The outbreaks are blamed on the bacterium E. coli O157:H7, which typically causes bloody diarrhea. The Centers for Disease Control and Prevention says that this strain of E. coli is responsible for an average of 73,000 cases of infection and 61 deaths in the United States each year. And now, the bacteria have shown up in fairs in Florida – namely the Central Florida Fair in Orlando, the Florida Strawberry Festival in Plant City and the Florida State Fair in Tampa.
At least 22 people, almost all children, fell seriously ill after visiting one of the three fairs in Florida in the past two months. State health officials are investigating 35 more cases. Victims may have had different things to eat and drink, but almost all of them touched the chicks, sheep, goats and calves in the petting zoos, which officials are convinced is the source of the bacteria. About eight per cent of people infected with E. coli O157:H7 are later stricken with the potentially fatal kidney disease known as hemolytic uremic syndrome, or HUS.

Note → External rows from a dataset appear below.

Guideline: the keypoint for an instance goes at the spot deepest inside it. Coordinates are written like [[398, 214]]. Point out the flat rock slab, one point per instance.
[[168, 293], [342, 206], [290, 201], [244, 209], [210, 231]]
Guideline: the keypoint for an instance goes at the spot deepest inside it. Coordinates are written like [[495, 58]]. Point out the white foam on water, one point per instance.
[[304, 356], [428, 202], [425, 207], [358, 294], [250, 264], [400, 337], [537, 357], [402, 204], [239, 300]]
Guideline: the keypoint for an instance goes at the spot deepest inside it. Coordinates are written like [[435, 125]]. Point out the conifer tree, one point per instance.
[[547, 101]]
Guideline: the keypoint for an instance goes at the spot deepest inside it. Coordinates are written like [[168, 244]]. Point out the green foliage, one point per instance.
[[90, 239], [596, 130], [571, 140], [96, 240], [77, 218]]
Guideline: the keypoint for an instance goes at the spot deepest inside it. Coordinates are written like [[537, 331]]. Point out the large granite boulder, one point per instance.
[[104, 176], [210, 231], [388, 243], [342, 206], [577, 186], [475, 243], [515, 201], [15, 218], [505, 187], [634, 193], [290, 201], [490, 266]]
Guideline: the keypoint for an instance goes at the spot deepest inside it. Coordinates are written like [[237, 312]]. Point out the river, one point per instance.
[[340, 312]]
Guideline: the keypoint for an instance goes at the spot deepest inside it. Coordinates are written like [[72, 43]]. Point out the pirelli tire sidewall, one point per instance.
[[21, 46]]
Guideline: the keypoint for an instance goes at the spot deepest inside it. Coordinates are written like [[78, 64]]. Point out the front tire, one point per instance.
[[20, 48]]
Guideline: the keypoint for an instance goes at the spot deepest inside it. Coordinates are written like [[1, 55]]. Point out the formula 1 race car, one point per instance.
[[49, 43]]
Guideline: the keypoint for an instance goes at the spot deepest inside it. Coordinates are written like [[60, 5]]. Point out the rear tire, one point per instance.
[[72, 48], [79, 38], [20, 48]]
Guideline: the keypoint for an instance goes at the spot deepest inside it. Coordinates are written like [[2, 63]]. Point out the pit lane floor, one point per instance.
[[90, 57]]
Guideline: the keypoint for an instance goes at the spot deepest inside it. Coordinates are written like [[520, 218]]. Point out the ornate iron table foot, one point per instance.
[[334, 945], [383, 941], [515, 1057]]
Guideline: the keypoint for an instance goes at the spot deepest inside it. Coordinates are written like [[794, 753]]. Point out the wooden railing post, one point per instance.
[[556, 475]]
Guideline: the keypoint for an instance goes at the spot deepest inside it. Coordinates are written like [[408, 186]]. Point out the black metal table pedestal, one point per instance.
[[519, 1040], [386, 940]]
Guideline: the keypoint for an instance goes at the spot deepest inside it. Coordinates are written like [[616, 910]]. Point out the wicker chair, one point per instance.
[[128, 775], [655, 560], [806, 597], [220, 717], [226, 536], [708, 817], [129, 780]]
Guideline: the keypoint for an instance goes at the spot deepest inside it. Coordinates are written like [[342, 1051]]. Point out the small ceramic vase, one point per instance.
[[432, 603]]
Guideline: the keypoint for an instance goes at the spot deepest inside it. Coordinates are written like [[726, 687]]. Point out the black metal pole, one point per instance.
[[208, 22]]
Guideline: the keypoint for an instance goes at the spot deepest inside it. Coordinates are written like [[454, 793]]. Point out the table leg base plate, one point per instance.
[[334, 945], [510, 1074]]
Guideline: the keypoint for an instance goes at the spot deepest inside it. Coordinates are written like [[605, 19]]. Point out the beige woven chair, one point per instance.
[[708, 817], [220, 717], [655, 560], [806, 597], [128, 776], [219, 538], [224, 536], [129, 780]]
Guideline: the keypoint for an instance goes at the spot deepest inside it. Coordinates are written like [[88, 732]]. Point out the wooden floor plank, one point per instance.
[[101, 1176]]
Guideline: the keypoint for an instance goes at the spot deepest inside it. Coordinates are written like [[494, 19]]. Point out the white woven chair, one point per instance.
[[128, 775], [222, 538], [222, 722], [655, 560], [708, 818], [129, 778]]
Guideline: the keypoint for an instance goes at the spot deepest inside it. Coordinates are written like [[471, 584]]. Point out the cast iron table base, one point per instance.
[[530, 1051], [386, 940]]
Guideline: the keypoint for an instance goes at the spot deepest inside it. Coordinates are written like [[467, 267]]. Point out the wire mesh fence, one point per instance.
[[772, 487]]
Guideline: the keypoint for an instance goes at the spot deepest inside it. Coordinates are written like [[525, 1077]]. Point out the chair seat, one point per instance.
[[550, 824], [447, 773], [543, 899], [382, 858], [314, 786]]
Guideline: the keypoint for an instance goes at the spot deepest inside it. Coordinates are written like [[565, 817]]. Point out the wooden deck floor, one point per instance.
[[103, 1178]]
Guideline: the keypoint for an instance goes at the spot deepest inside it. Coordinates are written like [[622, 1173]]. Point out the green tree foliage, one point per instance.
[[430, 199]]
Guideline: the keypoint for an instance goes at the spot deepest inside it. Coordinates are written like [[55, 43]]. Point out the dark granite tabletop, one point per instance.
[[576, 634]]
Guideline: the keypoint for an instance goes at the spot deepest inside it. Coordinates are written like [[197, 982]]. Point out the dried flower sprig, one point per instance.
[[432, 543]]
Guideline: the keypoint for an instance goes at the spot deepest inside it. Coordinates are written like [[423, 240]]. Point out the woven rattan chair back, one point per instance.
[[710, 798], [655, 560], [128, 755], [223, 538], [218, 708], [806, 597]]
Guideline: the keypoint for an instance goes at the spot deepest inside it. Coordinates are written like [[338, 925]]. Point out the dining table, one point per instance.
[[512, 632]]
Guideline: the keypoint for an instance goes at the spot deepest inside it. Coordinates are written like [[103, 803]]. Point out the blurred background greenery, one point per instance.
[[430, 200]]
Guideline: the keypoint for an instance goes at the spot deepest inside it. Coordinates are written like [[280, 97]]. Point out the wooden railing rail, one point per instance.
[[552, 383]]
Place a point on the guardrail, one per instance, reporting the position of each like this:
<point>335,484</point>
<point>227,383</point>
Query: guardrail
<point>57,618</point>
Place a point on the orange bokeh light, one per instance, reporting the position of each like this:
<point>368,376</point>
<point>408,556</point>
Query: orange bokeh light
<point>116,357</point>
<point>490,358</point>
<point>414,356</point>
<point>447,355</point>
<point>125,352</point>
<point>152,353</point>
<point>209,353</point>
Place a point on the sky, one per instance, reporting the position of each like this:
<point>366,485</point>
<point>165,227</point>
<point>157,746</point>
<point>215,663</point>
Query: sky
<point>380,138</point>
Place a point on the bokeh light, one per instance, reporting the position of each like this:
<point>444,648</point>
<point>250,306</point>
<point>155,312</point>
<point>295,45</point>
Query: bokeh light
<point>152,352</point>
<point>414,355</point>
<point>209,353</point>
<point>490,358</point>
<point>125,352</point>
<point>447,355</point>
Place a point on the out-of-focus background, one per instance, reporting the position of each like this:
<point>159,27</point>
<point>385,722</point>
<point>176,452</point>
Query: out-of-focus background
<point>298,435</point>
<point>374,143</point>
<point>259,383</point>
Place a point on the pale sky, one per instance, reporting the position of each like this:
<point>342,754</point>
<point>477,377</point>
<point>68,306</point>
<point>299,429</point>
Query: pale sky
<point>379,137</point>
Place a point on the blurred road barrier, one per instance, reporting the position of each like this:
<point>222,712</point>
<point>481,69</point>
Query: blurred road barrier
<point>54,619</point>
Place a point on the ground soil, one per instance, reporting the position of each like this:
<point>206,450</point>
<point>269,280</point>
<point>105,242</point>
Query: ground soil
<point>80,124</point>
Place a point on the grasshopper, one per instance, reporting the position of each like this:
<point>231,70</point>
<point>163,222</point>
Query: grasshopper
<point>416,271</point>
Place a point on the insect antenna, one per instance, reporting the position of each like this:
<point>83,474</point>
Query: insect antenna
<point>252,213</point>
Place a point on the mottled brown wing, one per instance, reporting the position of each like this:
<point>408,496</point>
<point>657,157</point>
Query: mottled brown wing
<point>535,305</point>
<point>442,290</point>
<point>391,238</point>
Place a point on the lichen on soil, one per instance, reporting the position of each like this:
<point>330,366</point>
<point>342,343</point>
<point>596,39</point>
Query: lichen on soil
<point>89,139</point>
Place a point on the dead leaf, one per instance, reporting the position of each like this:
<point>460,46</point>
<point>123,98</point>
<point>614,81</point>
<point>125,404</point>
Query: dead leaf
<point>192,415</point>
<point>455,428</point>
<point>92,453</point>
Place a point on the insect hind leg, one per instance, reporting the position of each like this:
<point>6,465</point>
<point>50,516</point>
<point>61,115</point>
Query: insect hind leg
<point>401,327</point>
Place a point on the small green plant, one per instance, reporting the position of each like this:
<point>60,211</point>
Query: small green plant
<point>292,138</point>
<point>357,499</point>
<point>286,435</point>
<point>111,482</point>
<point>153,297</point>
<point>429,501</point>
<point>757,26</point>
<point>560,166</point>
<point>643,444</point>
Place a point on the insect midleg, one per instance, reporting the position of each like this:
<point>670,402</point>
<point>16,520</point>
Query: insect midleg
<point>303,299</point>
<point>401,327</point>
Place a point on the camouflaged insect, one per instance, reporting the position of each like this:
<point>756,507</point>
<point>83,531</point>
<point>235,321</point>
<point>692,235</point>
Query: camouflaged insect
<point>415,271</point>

People who visit petting zoos must take safety into their own hands – literally. What often happens is that a toddler will pet a sheep or goat, then stick his fingers in his mouth, as children often do. Livestock on farms and at fairs are not regularly tested for E. coli O157:H7 because inspectors are looking only for illnesses that could harm the animals themselves. Infection with the bacteria is not uncommon among livestock, and an animal with E. coli O157:H7 shows no symptoms and does not get sick.
If officials confirm the outbreak began in the zoos, where animals’ feces can carry the potentially lethal bacteria, this would be the latest episode in what appears to be a growing threat to public health.

“It’s seems to be an increasing phenomenon,” said Jeff Bender, an assistant professor of veterinary public health at the University of Minnesota. “As a result, we need to get some recommendations or guidelines out there. The single most important thing in prevention is handwashing,” Bender said. He added that only handwashing with soap and water or a sanitizing gel will work.